Just as roads are necessary for connectivity, electricity from hydel power is essential for modern life. But the cost is high. “Mountains are being cut without restraint,” says Amender. “Blasting for highways weakens their core. Trees are felled, and with them goes the soil’s grip. In heavy rain, landslides and floods follow.” 

For Jasbir Singh, a dhaba owner, the Himalayas are no longer the same mountains he came to know when he first left his native Tehri. Photo: Nadim Ahmed

For Jasbir Singh, a dhaba owner, the Himalayas are no longer the same mountains he came to know when he first left his native Tehri.
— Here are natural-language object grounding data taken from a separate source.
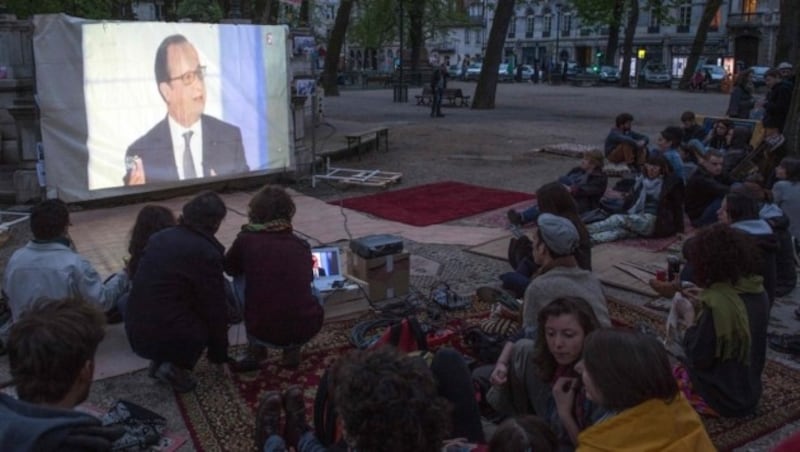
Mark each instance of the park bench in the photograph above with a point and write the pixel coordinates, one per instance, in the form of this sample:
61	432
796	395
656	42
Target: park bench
356	139
455	97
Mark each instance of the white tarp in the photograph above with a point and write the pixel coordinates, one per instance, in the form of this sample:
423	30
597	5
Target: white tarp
113	113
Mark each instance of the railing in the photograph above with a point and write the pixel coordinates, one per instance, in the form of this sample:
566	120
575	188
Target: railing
745	20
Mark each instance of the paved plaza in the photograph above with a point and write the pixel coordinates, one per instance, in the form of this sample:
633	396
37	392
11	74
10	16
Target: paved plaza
496	148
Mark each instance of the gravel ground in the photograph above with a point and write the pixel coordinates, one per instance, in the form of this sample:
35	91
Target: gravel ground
493	148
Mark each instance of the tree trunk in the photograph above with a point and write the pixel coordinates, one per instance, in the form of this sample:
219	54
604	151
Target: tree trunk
330	75
485	90
709	12
786	48
613	34
416	36
627	45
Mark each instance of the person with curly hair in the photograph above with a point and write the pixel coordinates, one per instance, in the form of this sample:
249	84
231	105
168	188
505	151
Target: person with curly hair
386	401
629	374
273	270
539	376
726	345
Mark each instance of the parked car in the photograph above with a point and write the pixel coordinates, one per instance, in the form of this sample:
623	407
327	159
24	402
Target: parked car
474	71
717	72
454	71
502	73
608	74
656	74
758	74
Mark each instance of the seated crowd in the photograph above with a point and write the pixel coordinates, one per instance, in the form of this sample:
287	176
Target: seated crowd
565	380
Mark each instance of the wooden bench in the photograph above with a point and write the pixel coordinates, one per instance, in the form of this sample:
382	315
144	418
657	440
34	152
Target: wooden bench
455	97
356	139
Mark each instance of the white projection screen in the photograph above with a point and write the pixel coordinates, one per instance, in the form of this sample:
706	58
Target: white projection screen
117	100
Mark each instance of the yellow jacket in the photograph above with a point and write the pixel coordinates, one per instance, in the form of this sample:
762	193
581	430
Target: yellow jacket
651	426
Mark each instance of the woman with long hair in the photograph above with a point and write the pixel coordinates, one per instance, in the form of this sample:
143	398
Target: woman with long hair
726	345
540	377
629	375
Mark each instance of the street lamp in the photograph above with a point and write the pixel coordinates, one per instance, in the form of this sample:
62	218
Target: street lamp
558	33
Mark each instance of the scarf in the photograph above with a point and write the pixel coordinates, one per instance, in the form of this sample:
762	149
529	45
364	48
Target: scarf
281	224
722	301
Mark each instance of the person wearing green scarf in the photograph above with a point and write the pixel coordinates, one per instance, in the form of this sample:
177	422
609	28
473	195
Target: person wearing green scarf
726	347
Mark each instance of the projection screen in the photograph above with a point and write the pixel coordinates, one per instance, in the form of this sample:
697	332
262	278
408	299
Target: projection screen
132	107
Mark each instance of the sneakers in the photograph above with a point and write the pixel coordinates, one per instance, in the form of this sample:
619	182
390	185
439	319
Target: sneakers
268	418
664	288
181	380
514	217
295	408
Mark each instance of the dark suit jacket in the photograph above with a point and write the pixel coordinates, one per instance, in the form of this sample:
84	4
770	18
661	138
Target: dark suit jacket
222	151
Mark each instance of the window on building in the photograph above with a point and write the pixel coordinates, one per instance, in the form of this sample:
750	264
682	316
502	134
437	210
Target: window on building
684	16
714	25
547	25
529	22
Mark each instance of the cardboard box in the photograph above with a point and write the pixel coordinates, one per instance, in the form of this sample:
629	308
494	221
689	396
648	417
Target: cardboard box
385	276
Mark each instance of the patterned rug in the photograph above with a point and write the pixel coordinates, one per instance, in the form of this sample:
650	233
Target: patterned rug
780	401
220	413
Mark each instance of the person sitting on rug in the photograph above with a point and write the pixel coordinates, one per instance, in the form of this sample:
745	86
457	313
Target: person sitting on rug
149	220
629	375
49	267
717	137
669	141
623	145
386	401
51	358
523	434
553	199
537	377
656	212
740	210
273	270
178	305
705	190
726	345
586	183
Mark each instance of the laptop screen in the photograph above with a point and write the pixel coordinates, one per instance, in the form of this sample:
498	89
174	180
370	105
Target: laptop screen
326	262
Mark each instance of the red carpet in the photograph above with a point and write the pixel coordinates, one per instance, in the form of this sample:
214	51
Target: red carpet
436	203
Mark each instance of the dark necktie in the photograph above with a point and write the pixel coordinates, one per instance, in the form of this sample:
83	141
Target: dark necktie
188	162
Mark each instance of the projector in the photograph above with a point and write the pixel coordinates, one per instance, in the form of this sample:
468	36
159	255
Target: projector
378	245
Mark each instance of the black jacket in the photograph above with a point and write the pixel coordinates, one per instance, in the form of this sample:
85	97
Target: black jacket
177	306
729	387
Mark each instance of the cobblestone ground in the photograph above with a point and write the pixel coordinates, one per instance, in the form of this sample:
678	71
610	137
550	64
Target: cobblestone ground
492	148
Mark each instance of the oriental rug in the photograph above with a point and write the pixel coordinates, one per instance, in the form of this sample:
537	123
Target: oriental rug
435	203
220	413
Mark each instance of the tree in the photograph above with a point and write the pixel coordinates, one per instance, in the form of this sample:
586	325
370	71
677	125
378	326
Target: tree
331	71
200	10
485	90
786	48
699	42
627	45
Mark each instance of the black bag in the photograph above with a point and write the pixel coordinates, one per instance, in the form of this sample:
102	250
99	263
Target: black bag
518	249
486	348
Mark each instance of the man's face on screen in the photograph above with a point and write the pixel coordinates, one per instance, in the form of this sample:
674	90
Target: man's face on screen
185	92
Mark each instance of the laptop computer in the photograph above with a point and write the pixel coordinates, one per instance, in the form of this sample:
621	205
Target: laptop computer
327	267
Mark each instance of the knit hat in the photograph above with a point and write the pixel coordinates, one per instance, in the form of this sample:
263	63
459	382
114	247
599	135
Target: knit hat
558	233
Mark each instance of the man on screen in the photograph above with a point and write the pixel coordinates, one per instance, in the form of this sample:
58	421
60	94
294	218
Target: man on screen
187	144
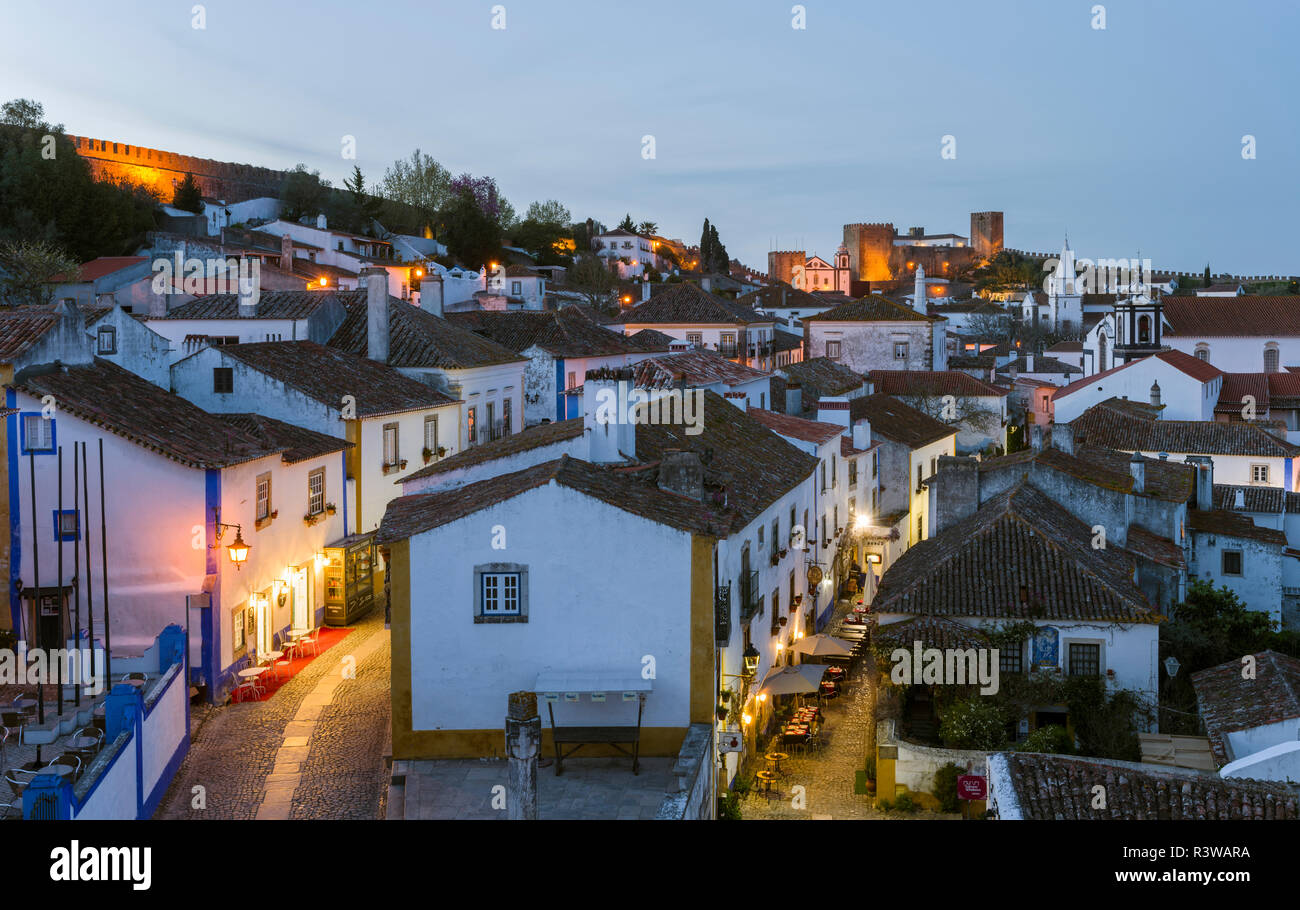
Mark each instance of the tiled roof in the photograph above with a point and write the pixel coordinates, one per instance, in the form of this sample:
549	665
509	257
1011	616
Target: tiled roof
21	328
137	410
1233	524
1065	788
932	382
1155	547
688	304
423	511
1170	481
297	442
1233	316
98	268
533	437
874	308
271	304
797	428
419	338
566	333
1019	555
822	376
781	295
931	632
1116	427
755	466
651	339
1229	702
898	421
694	368
1269	390
326	375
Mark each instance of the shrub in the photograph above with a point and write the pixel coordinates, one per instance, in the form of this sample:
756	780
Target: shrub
945	787
975	723
1051	739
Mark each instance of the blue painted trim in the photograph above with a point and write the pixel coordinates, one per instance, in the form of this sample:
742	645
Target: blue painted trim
343	475
211	629
53	518
53	433
173	765
14	514
559	389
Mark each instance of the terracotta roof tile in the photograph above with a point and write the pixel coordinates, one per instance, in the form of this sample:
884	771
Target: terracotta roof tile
326	375
1234	316
1019	555
1064	788
1230	702
1116	425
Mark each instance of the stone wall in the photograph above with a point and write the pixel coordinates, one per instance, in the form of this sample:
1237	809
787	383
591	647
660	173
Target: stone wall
163	170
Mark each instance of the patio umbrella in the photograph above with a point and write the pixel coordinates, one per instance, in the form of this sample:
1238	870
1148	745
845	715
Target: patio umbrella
793	680
823	645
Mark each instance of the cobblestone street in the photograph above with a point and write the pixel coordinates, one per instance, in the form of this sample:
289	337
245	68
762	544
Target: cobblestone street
315	749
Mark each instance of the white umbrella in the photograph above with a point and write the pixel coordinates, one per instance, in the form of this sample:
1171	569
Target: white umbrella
793	680
823	645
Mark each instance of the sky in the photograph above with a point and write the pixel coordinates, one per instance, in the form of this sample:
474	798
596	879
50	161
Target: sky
1126	138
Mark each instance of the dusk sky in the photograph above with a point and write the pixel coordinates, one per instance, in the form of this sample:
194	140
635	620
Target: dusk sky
1129	138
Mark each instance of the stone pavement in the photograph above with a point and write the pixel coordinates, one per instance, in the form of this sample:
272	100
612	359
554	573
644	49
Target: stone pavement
590	788
298	754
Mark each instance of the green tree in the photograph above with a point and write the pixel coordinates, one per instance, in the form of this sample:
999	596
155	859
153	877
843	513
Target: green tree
420	183
29	268
593	280
471	234
47	191
187	196
303	194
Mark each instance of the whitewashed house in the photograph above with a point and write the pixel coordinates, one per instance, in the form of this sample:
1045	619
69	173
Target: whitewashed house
394	423
187	484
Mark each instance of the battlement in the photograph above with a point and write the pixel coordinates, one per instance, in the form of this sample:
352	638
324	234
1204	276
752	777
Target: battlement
160	170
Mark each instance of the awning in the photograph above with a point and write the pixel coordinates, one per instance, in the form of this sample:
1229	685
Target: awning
560	681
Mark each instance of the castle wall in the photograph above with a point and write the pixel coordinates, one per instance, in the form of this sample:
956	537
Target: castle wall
160	170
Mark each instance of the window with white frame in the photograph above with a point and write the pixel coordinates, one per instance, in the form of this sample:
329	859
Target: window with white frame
316	492
501	593
38	433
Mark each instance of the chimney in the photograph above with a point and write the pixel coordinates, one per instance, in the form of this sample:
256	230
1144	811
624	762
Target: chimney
430	293
833	410
1204	467
376	313
681	472
1062	438
862	434
607	417
247	300
1138	468
286	252
794	399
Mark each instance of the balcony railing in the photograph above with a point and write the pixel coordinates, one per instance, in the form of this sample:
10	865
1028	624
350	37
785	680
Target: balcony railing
722	615
748	596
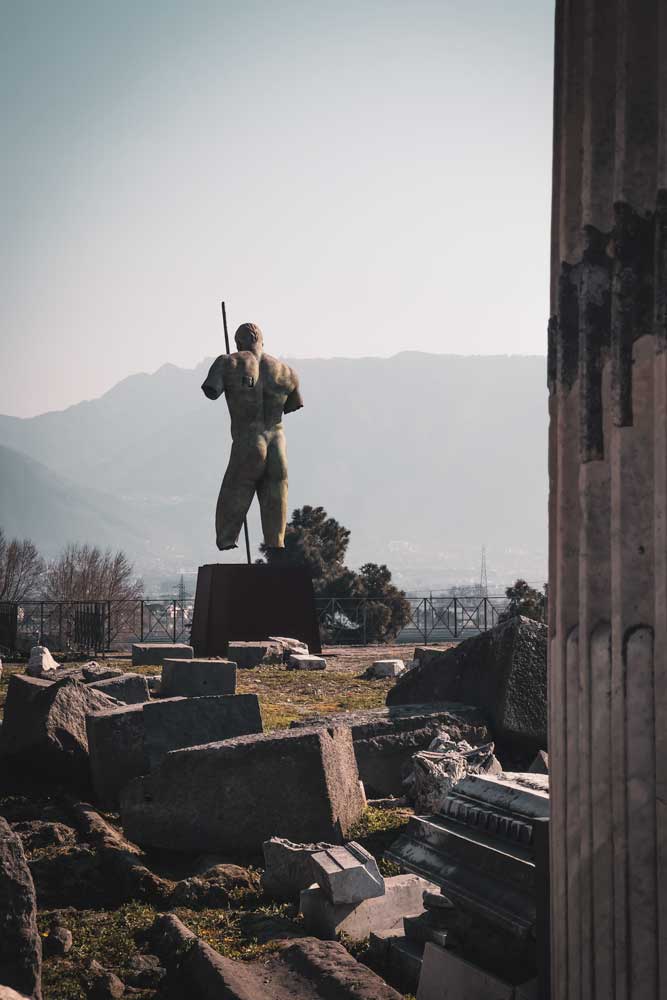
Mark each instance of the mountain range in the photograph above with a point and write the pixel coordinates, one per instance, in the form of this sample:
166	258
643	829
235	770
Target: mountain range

Photo: Nadim Ahmed

For Vikas, a B.Ed student from Doonda, the key problem is scale. “It’s excessive human interference. Glaciers are melting. We’re going where we shouldn’t go. Development is necessary, but within limits. Roads are necessary, but within limits. People are building hotels right on the Ganga’s edge, out of greed. Even rainfall has changed. Winters are cold but without snow. Dharali, where disaster struck, has too many hotels; some built directly under gadera slopes. Above Harsil are seven lakes. There’s so much water there that a disaster could strike anytime, yet hotels keep going up.”

Across Uttarkashi, the stories converge: glaciers shrinking, rivers swelling, rain arriving too soon, soil loosening under the blast of dynamite and the weight of concrete. The Himalayas may look timeless, but those who live in their shadow know how quickly the balance tips. And if these voices are to be believed, that tipping point is already behind us.

In the hill people’s telling, the dangers of Uttarakhand are never just about physics or meteorology. They are about relationships between humans and gods, between dwellers and their land, between the living and the long arc of memory.

The Char Dham roads now carry more buses, more SUVs, and more plastic bags than ever before. Yet, along those same roads, shrines still cling to cliffside bends, and rivers are still worshipped with marigold garlands and copper pots of water.

The people here know that development cannot be stopped nor can the urge to travel, to seek the mountains. But they also know that paradise can become perilous. The gods, as Ramola warns, can bless, but they can also punish.

In Uttarkashi, where every peak has a name and a story, and every stream is a goddess’s gift, the message is clear. The hills are crying out. The question is whether we are listening.